Credential passthrough without mounting
If you don't need the full ~/.aws directory (e.g., you only have static credentials), you can pass them to Floci's environment directly. When aws-config-path is unset, Floci forwards its own AWS_ACCESS_KEY_ID, AWS_SECRET_ACCESS_KEY, and AWS_SESSION_TOKEN env vars into Lambda containers:
Private registry authentication
Container image functions ("PackageType": "Image") that pull from private registries need Docker credentials. See Docker Configuration → Private Registry Authentication for the full guide.
Examples
export AWS_ENDPOINT_URL=http://localhost:4566
# Package a simple Node.js function
cat > index.mjs << 'EOF'
export const handler = async (event) => {
console.log("Event:", JSON.stringify(event));
return { statusCode: 200, body: JSON.stringify({ hello: "world" }) };
};
EOF
zip function.zip index.mjs
# Deploy the function
aws lambda create-function \
--function-name my-function \
--runtime nodejs22.x \
--role arn:aws:iam::000000000000:role/lambda-role \
--handler index.handler \
--zip-file fileb://function.zip \
--endpoint-url $AWS_ENDPOINT_URL
# Invoke synchronously
aws lambda invoke \
--function-name my-function \
--payload '{"key":"value"}' \
--cli-binary-format raw-in-base64-out \
response.json \
--endpoint-url $AWS_ENDPOINT_URL
cat response.json
# Invoke asynchronously
aws lambda invoke \
--function-name my-function \
--invocation-type Event \
--payload '{"key":"value"}' \
--cli-binary-format raw-in-base64-out \
/dev/null \
--endpoint-url $AWS_ENDPOINT_URL
# Update code
zip function.zip index.mjs
aws lambda update-function-code \
--function-name my-function \
--zip-file fileb://function.zip \
--endpoint-url $AWS_ENDPOINT_URL
Event Source Mappings
Connect Lambda to SQS, Kinesis, or DynamoDB Streams:
# SQS trigger
QUEUE_ARN=$(aws sqs get-queue-attributes \
--queue-url $AWS_ENDPOINT_URL/000000000000/orders \
--attribute-names QueueArn \
--query Attributes.QueueArn --output text \
--endpoint-url $AWS_ENDPOINT_URL)
aws lambda create-event-source-mapping \
--function-name my-function \
--event-source-arn $QUEUE_ARN \
--batch-size 10 \
--endpoint-url $AWS_ENDPOINT_URL
ScalingConfig (SQS only)
CreateEventSourceMapping and UpdateEventSourceMapping accept a
ScalingConfig.MaximumConcurrency integer between 2 and 1000 on SQS
event sources, matching the AWS wire format. GetEventSourceMapping and
ListEventSourceMappings echo the value back when set; responses omit
the ScalingConfig field entirely when no cap is configured.

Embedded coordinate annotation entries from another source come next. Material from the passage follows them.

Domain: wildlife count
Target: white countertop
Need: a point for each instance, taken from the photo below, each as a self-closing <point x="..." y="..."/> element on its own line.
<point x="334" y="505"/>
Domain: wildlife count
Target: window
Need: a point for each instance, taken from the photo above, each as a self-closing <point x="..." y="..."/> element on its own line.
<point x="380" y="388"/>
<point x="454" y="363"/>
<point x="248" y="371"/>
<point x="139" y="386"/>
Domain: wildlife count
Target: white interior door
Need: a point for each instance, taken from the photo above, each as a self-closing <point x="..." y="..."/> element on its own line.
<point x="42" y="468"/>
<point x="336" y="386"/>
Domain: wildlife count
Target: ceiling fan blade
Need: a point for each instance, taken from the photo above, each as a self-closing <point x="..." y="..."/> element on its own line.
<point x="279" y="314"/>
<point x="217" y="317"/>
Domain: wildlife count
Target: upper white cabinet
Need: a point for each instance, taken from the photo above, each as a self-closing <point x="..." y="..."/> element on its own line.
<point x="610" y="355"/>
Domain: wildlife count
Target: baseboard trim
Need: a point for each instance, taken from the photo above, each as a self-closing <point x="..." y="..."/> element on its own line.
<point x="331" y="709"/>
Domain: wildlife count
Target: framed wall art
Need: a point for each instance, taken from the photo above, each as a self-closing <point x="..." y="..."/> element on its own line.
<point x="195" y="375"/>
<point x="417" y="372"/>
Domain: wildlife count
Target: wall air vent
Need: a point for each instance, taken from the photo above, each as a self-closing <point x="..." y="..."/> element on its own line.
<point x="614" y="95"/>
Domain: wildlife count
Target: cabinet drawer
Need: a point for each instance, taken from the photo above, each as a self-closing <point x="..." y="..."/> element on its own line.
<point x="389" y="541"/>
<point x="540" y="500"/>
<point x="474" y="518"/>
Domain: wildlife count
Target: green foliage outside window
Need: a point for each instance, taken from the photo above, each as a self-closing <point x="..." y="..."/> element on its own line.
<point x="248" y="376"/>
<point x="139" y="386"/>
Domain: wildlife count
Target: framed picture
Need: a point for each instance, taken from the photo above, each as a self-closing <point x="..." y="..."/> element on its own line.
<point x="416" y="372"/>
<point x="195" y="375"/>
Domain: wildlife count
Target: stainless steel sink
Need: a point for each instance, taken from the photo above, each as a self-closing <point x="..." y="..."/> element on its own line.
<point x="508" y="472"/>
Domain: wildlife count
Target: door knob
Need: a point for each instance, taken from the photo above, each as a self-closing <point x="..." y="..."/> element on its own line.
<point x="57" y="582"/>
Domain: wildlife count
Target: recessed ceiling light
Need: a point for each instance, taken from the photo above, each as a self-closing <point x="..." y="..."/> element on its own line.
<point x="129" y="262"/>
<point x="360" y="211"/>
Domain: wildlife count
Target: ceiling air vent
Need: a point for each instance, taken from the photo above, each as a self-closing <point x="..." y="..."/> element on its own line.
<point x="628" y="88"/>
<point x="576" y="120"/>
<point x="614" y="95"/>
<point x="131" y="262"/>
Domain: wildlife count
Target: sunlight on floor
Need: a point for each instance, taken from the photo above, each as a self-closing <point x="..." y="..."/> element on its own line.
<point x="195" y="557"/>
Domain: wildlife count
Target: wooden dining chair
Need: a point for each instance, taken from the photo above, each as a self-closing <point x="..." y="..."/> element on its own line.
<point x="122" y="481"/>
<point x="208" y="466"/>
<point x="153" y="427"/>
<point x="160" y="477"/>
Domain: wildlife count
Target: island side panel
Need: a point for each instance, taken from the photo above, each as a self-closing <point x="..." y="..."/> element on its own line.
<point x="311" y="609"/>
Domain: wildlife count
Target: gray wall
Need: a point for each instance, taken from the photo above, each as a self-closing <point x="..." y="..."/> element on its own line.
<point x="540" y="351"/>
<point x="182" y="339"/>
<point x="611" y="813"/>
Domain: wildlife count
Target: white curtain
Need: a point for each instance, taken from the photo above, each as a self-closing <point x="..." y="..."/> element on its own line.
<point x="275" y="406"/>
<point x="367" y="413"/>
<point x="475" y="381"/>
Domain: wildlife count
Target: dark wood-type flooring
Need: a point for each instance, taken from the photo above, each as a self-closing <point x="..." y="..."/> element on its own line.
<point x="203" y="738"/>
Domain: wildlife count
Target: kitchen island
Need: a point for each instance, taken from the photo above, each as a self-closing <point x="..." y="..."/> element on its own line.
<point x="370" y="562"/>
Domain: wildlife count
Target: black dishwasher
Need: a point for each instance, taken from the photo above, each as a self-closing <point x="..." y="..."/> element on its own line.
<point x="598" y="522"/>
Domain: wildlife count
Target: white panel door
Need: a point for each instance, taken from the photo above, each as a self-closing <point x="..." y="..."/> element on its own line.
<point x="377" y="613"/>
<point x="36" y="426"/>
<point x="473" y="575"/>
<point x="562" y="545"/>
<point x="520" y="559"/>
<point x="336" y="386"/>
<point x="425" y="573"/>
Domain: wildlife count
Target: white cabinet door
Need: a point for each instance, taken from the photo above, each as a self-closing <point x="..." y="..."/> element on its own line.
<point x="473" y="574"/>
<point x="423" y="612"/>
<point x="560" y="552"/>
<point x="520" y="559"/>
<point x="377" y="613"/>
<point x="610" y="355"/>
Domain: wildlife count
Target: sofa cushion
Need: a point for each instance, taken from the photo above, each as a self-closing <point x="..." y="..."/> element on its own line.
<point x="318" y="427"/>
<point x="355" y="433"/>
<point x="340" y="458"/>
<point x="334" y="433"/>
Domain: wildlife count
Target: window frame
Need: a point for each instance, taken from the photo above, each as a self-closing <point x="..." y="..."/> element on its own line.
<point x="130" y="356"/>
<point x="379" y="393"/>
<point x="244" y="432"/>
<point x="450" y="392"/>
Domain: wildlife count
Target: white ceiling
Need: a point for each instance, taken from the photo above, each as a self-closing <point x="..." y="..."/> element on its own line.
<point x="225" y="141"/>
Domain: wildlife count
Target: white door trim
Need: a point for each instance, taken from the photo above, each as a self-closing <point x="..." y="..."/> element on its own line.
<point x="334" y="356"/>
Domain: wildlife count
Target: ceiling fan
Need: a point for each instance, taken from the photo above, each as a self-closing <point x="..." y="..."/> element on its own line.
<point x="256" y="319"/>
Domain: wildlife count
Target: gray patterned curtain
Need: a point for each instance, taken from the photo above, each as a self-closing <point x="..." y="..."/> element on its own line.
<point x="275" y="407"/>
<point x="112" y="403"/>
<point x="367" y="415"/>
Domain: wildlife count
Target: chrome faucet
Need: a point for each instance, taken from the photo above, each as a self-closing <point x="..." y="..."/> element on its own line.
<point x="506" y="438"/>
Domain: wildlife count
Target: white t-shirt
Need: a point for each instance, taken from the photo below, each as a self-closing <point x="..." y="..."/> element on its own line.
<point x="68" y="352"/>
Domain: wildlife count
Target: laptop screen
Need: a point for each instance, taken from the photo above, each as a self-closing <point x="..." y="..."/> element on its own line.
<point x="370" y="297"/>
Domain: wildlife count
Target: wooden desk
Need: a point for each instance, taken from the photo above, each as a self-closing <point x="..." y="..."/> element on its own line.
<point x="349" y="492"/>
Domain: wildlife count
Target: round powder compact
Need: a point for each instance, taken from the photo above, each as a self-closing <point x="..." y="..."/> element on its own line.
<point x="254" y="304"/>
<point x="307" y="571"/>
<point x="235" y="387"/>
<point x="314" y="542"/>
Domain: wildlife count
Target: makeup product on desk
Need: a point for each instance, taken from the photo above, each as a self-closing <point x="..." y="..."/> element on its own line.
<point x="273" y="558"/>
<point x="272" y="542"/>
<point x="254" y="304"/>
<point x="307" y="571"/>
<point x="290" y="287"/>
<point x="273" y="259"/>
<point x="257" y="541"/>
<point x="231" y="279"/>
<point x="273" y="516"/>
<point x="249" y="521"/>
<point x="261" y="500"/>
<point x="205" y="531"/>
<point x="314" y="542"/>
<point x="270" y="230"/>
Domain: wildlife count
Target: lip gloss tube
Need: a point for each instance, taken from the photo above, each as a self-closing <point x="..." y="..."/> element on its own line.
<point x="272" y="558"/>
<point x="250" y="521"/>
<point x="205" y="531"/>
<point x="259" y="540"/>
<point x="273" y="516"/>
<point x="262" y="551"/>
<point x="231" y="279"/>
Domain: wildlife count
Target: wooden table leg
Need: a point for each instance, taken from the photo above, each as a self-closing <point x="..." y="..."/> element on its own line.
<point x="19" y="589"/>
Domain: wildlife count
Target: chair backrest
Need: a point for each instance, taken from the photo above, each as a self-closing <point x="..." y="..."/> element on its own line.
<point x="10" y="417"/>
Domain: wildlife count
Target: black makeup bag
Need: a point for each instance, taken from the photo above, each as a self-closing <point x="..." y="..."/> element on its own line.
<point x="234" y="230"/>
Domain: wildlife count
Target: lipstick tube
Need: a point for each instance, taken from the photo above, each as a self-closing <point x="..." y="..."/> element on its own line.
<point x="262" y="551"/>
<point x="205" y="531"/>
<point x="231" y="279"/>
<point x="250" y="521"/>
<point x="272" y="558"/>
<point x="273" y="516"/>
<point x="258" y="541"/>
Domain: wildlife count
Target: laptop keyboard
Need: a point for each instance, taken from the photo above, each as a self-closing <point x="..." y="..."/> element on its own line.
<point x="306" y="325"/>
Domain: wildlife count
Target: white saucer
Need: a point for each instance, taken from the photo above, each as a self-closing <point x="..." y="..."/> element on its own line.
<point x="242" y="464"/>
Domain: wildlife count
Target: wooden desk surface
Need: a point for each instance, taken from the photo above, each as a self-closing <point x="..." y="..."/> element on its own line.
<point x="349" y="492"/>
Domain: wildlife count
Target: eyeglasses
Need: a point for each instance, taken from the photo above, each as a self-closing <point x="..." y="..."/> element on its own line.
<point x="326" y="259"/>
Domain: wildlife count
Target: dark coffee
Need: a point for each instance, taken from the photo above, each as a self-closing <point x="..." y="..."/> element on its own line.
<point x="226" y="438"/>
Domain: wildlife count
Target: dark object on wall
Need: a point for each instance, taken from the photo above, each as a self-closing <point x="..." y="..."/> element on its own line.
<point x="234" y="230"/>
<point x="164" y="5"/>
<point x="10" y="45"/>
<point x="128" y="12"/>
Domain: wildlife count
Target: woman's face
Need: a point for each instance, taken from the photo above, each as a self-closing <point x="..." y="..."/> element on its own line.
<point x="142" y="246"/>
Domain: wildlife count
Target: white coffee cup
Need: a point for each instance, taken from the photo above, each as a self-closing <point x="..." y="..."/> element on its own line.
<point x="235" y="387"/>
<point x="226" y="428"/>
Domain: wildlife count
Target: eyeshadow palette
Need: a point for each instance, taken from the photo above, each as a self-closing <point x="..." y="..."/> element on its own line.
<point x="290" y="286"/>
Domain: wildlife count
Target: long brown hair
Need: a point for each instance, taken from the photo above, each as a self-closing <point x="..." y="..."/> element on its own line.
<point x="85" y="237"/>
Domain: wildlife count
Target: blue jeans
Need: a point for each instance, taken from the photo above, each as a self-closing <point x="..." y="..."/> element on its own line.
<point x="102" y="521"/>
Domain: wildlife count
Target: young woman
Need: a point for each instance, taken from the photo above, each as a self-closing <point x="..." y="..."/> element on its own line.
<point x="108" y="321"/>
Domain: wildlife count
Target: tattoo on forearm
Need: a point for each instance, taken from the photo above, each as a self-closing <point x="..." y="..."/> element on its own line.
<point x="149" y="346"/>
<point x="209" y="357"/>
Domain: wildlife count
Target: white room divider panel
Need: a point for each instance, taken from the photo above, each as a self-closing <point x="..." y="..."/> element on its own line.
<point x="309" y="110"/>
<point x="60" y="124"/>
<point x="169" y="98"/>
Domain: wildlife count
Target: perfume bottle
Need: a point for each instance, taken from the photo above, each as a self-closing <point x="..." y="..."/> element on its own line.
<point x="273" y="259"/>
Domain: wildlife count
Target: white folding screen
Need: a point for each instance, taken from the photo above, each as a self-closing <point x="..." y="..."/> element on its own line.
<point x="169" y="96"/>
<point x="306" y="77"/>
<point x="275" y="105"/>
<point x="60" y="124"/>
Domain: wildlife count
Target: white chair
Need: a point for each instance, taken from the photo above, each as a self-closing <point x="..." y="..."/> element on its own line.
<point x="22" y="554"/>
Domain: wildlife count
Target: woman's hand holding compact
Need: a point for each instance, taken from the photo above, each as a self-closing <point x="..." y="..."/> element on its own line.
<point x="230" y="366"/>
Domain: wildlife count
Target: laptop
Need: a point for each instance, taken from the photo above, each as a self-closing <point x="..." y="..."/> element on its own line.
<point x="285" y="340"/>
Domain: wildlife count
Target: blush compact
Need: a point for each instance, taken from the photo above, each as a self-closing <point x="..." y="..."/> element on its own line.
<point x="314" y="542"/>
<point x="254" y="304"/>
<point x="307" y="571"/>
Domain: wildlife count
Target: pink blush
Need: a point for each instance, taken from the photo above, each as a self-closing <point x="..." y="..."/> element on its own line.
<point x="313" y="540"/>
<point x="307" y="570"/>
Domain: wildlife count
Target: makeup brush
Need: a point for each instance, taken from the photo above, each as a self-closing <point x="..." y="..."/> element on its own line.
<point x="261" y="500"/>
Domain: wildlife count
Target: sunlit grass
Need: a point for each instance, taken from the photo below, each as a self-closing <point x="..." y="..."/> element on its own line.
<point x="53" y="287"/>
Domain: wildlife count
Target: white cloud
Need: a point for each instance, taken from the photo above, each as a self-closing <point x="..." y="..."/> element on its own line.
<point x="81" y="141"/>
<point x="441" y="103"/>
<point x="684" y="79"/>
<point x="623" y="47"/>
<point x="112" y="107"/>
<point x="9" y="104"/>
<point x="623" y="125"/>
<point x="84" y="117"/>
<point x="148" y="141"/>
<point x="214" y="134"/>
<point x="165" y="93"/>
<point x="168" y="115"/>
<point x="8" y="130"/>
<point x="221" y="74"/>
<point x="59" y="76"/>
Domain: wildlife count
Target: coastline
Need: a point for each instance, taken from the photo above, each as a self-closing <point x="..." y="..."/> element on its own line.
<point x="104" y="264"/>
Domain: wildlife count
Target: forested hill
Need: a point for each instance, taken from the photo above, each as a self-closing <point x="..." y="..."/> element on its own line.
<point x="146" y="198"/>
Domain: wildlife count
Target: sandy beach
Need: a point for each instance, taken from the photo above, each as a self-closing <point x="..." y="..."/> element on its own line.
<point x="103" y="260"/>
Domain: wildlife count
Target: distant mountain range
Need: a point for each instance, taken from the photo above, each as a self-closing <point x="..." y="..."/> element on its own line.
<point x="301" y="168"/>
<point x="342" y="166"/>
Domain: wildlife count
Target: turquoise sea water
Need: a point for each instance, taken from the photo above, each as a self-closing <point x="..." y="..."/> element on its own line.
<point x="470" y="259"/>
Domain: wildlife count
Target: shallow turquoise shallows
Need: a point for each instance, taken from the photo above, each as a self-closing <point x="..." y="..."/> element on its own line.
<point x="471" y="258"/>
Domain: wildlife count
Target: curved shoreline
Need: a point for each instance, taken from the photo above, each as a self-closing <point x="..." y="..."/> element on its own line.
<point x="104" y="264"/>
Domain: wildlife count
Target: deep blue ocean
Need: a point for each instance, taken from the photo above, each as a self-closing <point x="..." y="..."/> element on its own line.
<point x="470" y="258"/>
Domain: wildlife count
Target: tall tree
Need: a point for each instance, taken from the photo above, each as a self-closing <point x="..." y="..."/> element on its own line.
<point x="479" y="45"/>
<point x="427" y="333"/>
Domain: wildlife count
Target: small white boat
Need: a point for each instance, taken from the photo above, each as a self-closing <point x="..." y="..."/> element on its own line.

aws lambda create-event-source-mapping \
--function-name my-function \
--event-source-arn $QUEUE_ARN \
--scaling-config MaximumConcurrency=5 \
--endpoint-url $AWS_ENDPOINT_URL
Validation mirrors AWS: values outside 2–1000 are rejected with
InvalidParameterValueException, and ScalingConfig on a non-SQS event
source (Kinesis / DynamoDB Streams) is also rejected — those services
use ParallelizationFactor instead, which is a separate field.
Enforcement status
The configured MaximumConcurrency is persisted and returned on the
wire, but the SQS poller does not yet cap concurrent invocations at
this value (the poller today serializes invocations per ESM to one
at a time regardless). Real parallel dispatch capped by
MaximumConcurrency is tracked as a follow-up.
Supported Runtimes
Any runtime that has an official AWS Lambda container image works with Floci (e.g. nodejs22.x, python3.13, java21, go1.x, provided.al2023).